Topic model allows us to identify boardbroad and subtitle patterns in a particular subject that we would otherwise unable to detect due to our inability to process such a huge collection of texts . This is very useful as it provides a simple way to analyse large volumes of unlabelled text. In other words, identifying the topic on which the specific content is talking about. One of the applications is text summarisation which basically summarises the data presented to the user, and an example of the technology that utilises this would be search engines such as Google.
Background – What is Topic Modelling?
Topic modelling is one of many applications of machine learning which is a type of artificial intelligence (AI) that grants computers with the ability to learn without being explicitly programmed . It looks for patterns in data but also uses the extracted data to detect patterns in data and adjust its program actions accordingly. There are two main groups of machine learning applications: Supervised learning and unsupervised learning.
As seen in figure 1, if the datasets contain labels it is classed as supervised learning. Under supervised learning if the label is categorical it is talking about classification and if the label is quantitative it is talking about regression . In unsupervised learning there are no such labels therefore clustering of the datasets or finding latent variables/structure in the datasets is performed .

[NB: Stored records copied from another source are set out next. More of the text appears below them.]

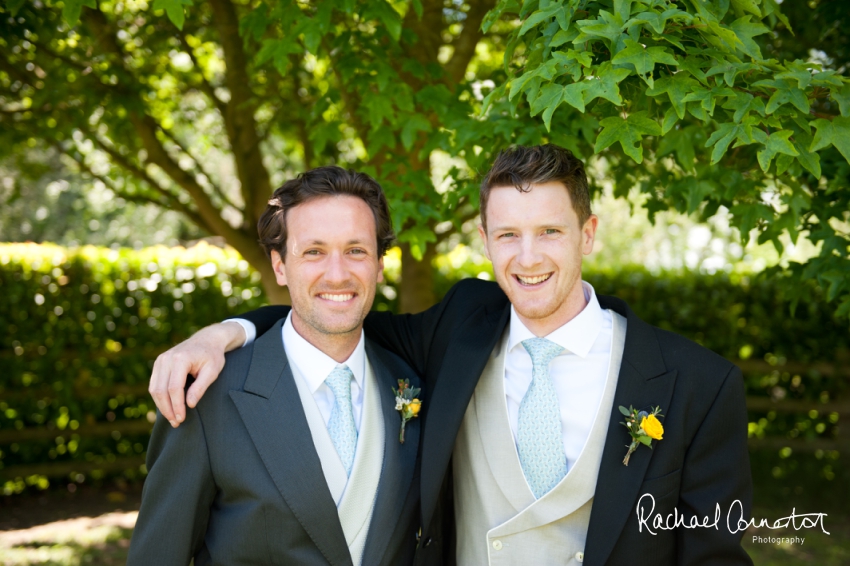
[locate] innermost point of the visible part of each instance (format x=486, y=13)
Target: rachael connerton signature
x=735, y=521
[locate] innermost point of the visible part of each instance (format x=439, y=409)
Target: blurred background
x=140, y=140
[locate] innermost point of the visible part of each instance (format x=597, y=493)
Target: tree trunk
x=416, y=288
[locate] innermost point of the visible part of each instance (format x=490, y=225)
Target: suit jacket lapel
x=272, y=412
x=399, y=460
x=470, y=346
x=643, y=382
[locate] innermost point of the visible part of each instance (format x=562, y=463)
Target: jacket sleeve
x=717, y=471
x=178, y=493
x=264, y=318
x=410, y=336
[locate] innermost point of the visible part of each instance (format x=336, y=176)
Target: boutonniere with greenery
x=643, y=427
x=406, y=403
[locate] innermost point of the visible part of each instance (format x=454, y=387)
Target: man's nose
x=337, y=271
x=529, y=254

Clustering or cluster analysis groups a set of similar objects closer together, in comparison to other objects in the same set of data . To get more general understanding here are the characteristics of topic models:
- Exploratory: to discover, browse or search large collections of unlabelled text data
- Latent variables: extracting hidden thematic structure (not labelled). It could be abstract topics, which could be a cluster of words and together they have some kind of meaning
- Clustering: cluster of words and collection of documents
Types of Clustering and Topic Model Clustering
In machine learning there are actually different kinds of clustering:
Hard clustering is where each instance of your dataset can only belong to one cluster as there are hard division on lines. Hierarchical clustering includes sub clusters in the cluster itself where the sub clusters have ‘child and parent’ like relationships. Soft/Fuzzy clustering is used by topic modelling. Each instance can belong to each cluster with certain degree. Certain degree can be thought of as a percentage or a probability.
Understanding the Machine Learning Algorithm
It is important to know what a program does before asking how it works. The black box in figure 3 represents the algorithm of a topic model. As illustrated above, input is going to be a collection of text documents and there will be three outputs:
- Cluster of words where each cluster will define a topic
- Frequency of the words appearing in the topics
- Distribution of topics in documents. For an example, politic and cultures might appear in the same document and such.
Latent Dirichlet Allocation
One of the popular algorithm in topic modelling is called Latent Dirichlet Allocation, commonly known as LDA. However, there is another model (not topic) called LDA but it stands for Linear Discriminant analysis which is used for supervised learning. Hence, these two LDAs have no relation to each other therefore it is important to be clear about which LDA model is being referred to early. And of course we are only concerned with Latent Dirichlet Allocation.